Immunoprecipitation and immunoblotting
Cells were washed with cold PBS and then lysed in 50 mM Tris pH 7.4, 150 mM NaCl, 1mM EDTA, 1% Triton X-100 plus protease and phosphatase inhibitor cocktail tablets (Complete mini, EDTA-free, Phos-STOP from Roche). Insoluble cell material was rejected by centrifugation. Immunoprecipitations were performed on the resulting lysates. Anti-HA Affinity Matrix (Roche Diagnostics), GFP-Trap (ChromoTek, Planegg-Martinsried, Germany) and anti-FLAG M2 affinity gel (Sigma-Aldrich) were used for anti-HA, Anti-GFP and anti-FLAG immunoprecipitations, respectively. Samples were resolved in 4–15% gradient Mini-PROTEAN TGX precast polyacrylamide gels (Bio-Rad) and transferred to nitrocellulose membranes (Bio-Rad). Membranes were then blocked with 5% non-fat dry milk for 1h, and antibodies were incubated with 5% non-fat dry milk or bovine serum albumin (BSA), in TBS with 0.05% Tween 20, overnight. The antibodies used for western blot analysis were HA (3F10, Roche, 1:2000), GFP-HRP (Rockland, 1:2000), FLAG (Cell Signaling Technology, 1:1000), C9orf72 (GT1553, Genetech, 1:2000), SMCR8 (Bethyl Laboratories, 1:4000) and GST (Rabbit anti-GST antibody raised against full-length recombinant Schistosoma japonicum GST, provided by P. De Camilli, 1:2000). Chemiluminescence detection of horseradish peroxidase signals from primary or secondary antibodies was acquired by Versa-Doc Imaging (Bio-Rad) and FIJI (Schindelin et al., 2012) was used to quantify band intensities.

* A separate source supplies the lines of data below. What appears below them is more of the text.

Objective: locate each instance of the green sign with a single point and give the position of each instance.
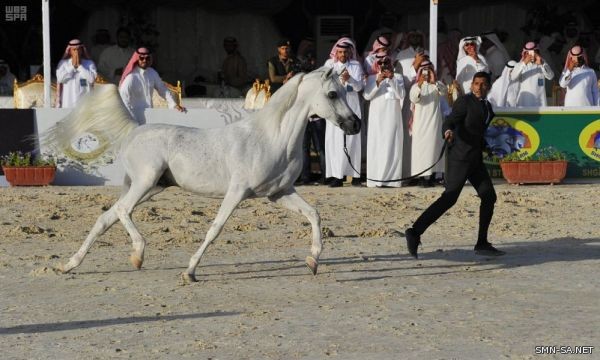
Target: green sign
(575, 133)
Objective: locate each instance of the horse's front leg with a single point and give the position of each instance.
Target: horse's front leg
(233, 197)
(290, 199)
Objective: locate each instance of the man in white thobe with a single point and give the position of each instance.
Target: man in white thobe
(469, 62)
(531, 72)
(428, 96)
(495, 54)
(579, 80)
(385, 138)
(75, 74)
(343, 61)
(114, 58)
(138, 82)
(504, 90)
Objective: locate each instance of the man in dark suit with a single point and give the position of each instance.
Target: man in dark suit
(464, 131)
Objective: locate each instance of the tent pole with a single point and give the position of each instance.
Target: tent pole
(46, 40)
(433, 32)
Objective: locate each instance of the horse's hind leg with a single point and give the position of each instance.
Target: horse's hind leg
(104, 222)
(138, 192)
(230, 202)
(291, 200)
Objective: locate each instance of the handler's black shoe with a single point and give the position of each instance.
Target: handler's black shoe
(412, 242)
(486, 249)
(336, 183)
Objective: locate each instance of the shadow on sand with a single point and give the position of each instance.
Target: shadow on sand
(88, 324)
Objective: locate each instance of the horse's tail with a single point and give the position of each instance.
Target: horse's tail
(100, 119)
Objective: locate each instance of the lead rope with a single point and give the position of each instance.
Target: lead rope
(401, 179)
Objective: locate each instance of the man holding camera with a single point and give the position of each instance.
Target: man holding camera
(343, 61)
(281, 66)
(427, 96)
(531, 72)
(579, 80)
(385, 138)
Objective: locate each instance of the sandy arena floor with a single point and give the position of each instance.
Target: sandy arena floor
(257, 300)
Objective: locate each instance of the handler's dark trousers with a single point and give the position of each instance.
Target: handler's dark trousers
(456, 175)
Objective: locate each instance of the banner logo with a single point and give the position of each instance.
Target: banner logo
(589, 140)
(507, 135)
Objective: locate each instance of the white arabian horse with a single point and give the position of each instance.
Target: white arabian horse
(256, 157)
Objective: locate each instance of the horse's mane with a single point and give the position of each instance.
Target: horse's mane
(101, 113)
(280, 102)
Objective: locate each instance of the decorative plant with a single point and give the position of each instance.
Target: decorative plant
(20, 159)
(548, 153)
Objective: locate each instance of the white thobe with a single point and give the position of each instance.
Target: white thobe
(113, 58)
(496, 60)
(386, 135)
(336, 163)
(74, 82)
(504, 90)
(405, 59)
(136, 92)
(466, 67)
(532, 89)
(581, 85)
(427, 141)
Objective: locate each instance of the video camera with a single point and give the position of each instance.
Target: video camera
(385, 64)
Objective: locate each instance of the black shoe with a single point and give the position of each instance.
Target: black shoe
(412, 242)
(425, 183)
(486, 249)
(335, 182)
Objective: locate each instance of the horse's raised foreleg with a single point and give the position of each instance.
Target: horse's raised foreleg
(230, 202)
(291, 200)
(104, 222)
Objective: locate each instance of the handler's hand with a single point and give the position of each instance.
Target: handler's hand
(449, 136)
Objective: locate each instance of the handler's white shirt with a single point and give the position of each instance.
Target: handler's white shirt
(75, 82)
(136, 91)
(581, 85)
(532, 84)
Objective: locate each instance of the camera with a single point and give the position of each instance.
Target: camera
(385, 64)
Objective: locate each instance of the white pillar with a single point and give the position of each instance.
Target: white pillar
(46, 40)
(433, 32)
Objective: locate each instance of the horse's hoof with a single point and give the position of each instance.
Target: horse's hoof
(188, 278)
(62, 268)
(312, 264)
(136, 261)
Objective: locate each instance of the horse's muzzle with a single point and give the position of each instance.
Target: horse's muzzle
(352, 126)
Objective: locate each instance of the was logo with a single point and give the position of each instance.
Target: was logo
(506, 136)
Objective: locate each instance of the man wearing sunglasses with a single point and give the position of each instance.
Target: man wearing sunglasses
(469, 62)
(138, 82)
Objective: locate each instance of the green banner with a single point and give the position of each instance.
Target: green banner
(575, 133)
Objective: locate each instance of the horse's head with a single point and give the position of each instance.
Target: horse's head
(329, 101)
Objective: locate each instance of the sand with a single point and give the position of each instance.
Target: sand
(256, 299)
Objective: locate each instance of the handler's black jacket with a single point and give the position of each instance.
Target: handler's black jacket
(468, 122)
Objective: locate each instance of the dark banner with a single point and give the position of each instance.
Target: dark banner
(16, 128)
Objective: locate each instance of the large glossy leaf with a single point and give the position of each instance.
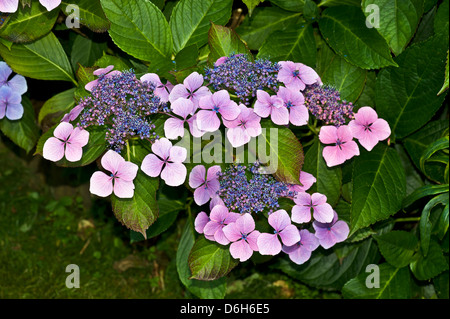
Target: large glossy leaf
(331, 269)
(402, 92)
(209, 260)
(90, 13)
(139, 28)
(344, 29)
(211, 289)
(329, 179)
(23, 132)
(224, 41)
(29, 23)
(394, 283)
(43, 59)
(263, 22)
(285, 153)
(379, 186)
(298, 45)
(397, 247)
(191, 20)
(398, 20)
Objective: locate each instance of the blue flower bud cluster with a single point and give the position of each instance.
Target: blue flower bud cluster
(124, 104)
(243, 77)
(243, 195)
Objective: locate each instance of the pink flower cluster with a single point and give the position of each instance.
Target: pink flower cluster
(225, 227)
(367, 128)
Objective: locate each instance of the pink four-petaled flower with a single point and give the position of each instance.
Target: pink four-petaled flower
(67, 142)
(167, 161)
(344, 147)
(368, 128)
(120, 179)
(206, 184)
(243, 237)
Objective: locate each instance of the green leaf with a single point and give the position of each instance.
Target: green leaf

GST fusion protein purification and pull-down assays
Plasmids for expression of GST fusion proteins were transformed in BL21 E. coli. The GST-tagged proteins were expressed and purified using Glutathione Sepharose 4B GST-tagged protein purification resin (GE Healthcare) following previously published protocols (42). Dialysis was performed via 3.5k MWCO Slide-A-Lyzer-G2 Dialysis Cassettes (ThermoScientific). Pull down assays were performed by adding GST-tagged proteins to the lysates from HeLa cells, transiently expressing PQLC2-FLAG plasmids, or HEK293FT C9orf72-HA PQLC2 KO cells (5), stably expressing PQLC2-FLAG (pLVX-puro vector, Clontech). Proteins bound to glutathione resin were then separated by SDS-PAGE and immunoblotted with anti-FLAG antibodies while the GST-tagged proteins were visualized by Ponceau S staining (APACOR). Inversely, FLAG immunoprecipitation in the presence of GST and the peptides, detecting GST-tagged proteins with GST antibody.

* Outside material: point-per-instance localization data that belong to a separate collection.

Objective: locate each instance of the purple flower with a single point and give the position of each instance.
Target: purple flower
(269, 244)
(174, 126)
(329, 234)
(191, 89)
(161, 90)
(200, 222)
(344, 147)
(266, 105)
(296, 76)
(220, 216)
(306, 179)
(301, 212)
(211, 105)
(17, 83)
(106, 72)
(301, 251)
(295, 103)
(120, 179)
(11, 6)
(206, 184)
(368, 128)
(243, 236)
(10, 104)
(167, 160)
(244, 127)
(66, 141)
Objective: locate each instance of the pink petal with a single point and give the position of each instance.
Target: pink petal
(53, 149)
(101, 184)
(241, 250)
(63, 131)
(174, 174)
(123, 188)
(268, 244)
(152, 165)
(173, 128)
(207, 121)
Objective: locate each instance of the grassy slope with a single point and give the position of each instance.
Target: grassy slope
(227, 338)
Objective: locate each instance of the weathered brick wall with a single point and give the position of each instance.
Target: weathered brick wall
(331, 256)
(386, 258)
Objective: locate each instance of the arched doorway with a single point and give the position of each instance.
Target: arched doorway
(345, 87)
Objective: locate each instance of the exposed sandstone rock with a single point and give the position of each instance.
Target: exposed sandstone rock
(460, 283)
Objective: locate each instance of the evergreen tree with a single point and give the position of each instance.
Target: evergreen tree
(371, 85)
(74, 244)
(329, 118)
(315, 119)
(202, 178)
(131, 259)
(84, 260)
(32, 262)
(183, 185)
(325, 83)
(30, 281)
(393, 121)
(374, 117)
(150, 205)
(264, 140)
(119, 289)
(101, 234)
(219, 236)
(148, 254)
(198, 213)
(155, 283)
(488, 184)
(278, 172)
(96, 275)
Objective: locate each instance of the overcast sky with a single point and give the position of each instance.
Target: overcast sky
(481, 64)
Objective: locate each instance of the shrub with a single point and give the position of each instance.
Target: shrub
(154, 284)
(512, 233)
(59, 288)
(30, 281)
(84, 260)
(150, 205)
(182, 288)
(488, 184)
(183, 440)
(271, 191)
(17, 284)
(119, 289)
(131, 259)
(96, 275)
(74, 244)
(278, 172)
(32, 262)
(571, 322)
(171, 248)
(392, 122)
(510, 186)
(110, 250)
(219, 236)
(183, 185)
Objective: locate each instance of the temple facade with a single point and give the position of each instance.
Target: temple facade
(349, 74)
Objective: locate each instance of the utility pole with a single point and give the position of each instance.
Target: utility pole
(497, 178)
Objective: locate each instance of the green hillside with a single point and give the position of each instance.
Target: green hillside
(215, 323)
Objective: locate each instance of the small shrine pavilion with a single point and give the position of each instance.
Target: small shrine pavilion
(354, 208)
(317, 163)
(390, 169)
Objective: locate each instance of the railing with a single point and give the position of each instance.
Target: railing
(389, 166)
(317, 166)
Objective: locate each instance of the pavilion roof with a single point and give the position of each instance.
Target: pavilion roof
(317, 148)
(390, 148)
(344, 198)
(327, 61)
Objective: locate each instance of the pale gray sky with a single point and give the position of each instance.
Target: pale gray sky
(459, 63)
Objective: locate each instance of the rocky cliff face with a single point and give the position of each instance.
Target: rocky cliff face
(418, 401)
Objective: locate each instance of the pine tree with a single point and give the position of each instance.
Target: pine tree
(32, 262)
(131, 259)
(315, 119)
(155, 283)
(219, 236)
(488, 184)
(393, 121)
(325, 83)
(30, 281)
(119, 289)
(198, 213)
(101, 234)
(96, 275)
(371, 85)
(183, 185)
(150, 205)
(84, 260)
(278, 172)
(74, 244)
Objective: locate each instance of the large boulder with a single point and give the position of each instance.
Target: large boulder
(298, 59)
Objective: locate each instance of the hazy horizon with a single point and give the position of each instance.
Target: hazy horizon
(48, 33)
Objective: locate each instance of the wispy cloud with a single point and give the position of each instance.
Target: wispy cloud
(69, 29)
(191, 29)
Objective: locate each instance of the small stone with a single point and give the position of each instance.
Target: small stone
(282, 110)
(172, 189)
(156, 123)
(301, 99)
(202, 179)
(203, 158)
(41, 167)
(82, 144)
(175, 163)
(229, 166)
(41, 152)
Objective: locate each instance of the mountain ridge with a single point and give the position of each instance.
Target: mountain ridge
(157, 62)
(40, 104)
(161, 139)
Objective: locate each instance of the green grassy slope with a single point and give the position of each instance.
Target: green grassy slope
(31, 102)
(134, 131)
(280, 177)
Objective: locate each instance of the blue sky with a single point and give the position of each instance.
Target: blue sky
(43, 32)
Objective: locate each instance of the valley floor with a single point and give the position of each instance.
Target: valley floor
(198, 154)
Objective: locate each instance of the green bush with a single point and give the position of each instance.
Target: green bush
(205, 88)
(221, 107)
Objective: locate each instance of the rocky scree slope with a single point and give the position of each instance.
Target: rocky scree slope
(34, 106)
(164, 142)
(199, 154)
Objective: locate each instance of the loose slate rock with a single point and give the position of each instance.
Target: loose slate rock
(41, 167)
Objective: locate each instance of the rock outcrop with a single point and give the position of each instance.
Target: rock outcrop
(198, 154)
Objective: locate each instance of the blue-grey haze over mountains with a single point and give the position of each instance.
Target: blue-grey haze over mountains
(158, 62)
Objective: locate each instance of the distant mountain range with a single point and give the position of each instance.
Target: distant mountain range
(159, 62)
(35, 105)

Immunofluorescence and microscopy
HeLa WDR41 knockout cells (Amick et al., 2018) grown on 12 mm coverslips (Carolina Biological Supply) were transiently transfected with PQLC2-FLAG and WDR41-HA or WDR41-F366A-HA plasmids. Cells were fixed by a 1:1 addition of 8% paraformaldehyde (PFA) in 0.1 M sodium phosphate to their growth media, blocked in TBS with 5% NDS (Normal Donkey Serum) and antibody incubations were performed in the same buffer (Amick et al., 2020; Petit et al., 2013). Antibodies used in this experiment are described in Supplemental Table 2. A Nikon Inverted Eclipse TI-E Microscope equipped with 60x CFI PlanApo VC, NA 1.4, oil immersion and 40x CFI Plan Apo, NA 1.0, oil immersion objectives, a spinning disk confocal scan head (CSU-X1, Yokogawa) and Volocity (PerkinElmer) software was used for spinning-disk confocal microscopy. Manders’ Coefficients (with threshold corrections, M1: fraction of WDR41-HA or mutant overlapping PQLC2-FLAG) were calculated with JACoP colocalization plugin using FIJI (43, 44).
ACKNOWLEDGEMENTS
We are grateful to all members of the Ferguson lab for helpful advice and thoughtful discussions. This research was supported by NIH grant GM105718 to SMF. The authors have no conflicts of interest to declare.